Julia

Text

von  AZU20


Fortsetzung:

„Wollen Sie mehr erfahren?“ Gerhard Felser führt mich in seinen Garten und macht Kaffee. Mein Blick streift über eine eindrucksvolle Blütenpracht: Rittersporn, Rosen, Lilien und vieles mehr. Farben ohne Ende. „Wie Sonnenstrahlen von einem Brennglas eingefangen ein Blatt Papier entzünden können, so hat sich ihr Schicksal in mein Gedächtnis eingebrannt und tiefe Spuren hinterlassen. Ein viel zu frühes Ende eines vielversprechenden Menschenlebens.“

Während er dies sagt, stellt Gerhard Felser die Kaffeekanne auf den Gartentisch und schenkt ein. 

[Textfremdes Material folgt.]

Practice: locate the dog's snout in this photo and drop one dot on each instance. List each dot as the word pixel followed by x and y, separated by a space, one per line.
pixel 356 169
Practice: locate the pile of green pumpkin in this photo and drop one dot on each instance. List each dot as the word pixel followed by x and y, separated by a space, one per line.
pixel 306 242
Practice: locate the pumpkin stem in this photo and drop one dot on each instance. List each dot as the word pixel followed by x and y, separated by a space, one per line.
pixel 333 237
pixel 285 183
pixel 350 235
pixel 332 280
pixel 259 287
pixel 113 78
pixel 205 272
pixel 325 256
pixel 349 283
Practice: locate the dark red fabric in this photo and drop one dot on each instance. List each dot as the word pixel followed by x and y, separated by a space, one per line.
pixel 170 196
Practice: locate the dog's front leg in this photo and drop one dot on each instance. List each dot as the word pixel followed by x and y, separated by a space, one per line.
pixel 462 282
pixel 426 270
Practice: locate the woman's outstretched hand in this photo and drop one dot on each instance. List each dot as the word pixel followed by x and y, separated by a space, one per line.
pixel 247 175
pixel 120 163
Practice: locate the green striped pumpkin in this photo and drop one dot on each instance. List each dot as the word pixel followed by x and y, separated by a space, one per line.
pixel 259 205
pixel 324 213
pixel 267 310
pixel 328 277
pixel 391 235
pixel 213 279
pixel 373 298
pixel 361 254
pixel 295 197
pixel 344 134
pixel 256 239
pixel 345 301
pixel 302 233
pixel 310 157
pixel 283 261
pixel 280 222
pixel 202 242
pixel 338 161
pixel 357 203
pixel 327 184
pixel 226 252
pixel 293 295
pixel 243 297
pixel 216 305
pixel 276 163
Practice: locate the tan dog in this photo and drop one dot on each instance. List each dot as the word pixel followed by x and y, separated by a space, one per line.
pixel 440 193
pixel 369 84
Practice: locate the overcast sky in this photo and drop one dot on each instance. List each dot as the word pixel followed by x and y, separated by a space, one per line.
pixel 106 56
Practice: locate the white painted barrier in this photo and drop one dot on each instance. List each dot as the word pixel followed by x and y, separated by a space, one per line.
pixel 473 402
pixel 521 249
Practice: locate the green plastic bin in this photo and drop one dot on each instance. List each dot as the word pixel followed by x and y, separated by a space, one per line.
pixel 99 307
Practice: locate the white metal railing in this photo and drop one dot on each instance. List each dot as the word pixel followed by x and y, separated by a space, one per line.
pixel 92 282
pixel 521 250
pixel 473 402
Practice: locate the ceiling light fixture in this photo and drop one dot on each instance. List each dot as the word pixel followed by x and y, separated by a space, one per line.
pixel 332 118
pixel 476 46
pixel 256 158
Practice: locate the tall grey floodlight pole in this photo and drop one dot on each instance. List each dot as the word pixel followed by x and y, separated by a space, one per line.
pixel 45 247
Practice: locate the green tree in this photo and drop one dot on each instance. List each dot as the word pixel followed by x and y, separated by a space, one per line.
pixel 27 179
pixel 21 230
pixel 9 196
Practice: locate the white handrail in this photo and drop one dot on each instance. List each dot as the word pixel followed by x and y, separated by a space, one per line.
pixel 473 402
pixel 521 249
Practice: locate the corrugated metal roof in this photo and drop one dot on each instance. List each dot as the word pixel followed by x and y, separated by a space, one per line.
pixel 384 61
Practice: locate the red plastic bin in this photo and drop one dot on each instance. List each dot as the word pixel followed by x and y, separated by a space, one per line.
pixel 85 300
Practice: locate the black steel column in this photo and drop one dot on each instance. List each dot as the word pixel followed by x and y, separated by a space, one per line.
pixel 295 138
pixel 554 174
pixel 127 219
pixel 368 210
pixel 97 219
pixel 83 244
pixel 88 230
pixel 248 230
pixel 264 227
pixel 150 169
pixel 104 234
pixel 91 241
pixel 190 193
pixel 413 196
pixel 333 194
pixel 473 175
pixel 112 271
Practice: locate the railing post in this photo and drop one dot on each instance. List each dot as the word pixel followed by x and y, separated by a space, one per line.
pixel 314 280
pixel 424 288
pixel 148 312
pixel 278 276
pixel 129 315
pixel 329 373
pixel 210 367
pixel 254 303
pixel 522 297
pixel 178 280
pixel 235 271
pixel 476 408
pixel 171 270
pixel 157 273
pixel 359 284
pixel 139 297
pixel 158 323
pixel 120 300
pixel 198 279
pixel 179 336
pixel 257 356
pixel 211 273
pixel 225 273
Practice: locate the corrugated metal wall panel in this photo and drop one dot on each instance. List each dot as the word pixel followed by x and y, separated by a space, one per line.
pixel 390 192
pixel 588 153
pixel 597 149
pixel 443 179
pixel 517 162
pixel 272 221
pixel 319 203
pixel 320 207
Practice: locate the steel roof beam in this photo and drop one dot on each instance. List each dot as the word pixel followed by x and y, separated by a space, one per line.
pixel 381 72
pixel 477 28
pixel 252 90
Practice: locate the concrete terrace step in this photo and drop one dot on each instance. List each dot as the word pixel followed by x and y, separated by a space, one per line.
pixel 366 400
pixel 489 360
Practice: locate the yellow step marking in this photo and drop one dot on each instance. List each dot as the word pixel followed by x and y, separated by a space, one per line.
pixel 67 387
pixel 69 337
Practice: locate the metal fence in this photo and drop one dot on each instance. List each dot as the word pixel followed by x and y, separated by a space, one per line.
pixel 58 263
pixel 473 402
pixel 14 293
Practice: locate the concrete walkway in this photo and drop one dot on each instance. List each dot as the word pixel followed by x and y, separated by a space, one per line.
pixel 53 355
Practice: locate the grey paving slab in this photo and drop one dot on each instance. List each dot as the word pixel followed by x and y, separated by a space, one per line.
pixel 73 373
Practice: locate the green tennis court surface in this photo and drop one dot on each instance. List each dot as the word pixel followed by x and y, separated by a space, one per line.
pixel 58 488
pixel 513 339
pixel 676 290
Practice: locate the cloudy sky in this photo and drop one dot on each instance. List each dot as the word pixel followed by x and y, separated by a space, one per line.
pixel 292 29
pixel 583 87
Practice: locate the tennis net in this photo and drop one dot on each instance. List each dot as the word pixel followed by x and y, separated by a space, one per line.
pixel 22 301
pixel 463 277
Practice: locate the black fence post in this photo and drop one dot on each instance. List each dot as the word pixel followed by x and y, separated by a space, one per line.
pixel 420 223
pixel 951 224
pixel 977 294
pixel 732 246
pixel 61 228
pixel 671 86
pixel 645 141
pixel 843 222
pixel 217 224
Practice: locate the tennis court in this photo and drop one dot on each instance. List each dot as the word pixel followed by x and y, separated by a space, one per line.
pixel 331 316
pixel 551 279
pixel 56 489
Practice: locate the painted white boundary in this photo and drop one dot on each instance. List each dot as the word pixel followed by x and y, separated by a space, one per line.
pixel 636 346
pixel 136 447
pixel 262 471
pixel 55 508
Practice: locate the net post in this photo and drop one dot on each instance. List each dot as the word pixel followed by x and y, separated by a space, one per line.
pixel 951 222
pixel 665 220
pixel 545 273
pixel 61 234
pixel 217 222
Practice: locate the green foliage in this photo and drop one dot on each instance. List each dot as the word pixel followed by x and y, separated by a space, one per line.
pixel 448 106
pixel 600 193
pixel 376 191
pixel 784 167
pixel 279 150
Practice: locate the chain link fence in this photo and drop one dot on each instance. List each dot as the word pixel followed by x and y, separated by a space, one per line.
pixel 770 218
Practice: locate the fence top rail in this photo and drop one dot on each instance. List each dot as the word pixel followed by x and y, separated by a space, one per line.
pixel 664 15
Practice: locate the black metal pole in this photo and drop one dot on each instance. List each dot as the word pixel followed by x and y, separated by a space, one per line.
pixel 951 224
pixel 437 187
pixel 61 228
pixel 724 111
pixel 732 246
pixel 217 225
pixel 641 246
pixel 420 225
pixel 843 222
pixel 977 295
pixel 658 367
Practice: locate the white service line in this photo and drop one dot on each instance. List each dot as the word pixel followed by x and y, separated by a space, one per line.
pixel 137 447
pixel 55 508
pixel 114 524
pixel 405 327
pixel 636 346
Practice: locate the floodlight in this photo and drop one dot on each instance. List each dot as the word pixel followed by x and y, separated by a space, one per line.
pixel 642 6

„Ich habe damals Biologie in der Klasse 7 unterrichtet. Ich schätzte vor allem ihren Fleiß, der sich mit einer großen Begeisterung für mein Fach verband. Ihre Mutter arbeitete als Raumpflegerin in unserer Schule und war stolz auf ihr Mädchen, wie sie sie nannte.“ Gerhard Felser sitzt einen Augenblick schweigend da. Ich atme den Duft ein, den die Blumen im Garten verströmen. Er greift in die Tasche, reicht mir ein Bild herüber und zeigt mir Julia auf einem Klassenfoto: Ein schmales Gesicht voller Sommersprossen, lange blonde Haare, grüne Augen.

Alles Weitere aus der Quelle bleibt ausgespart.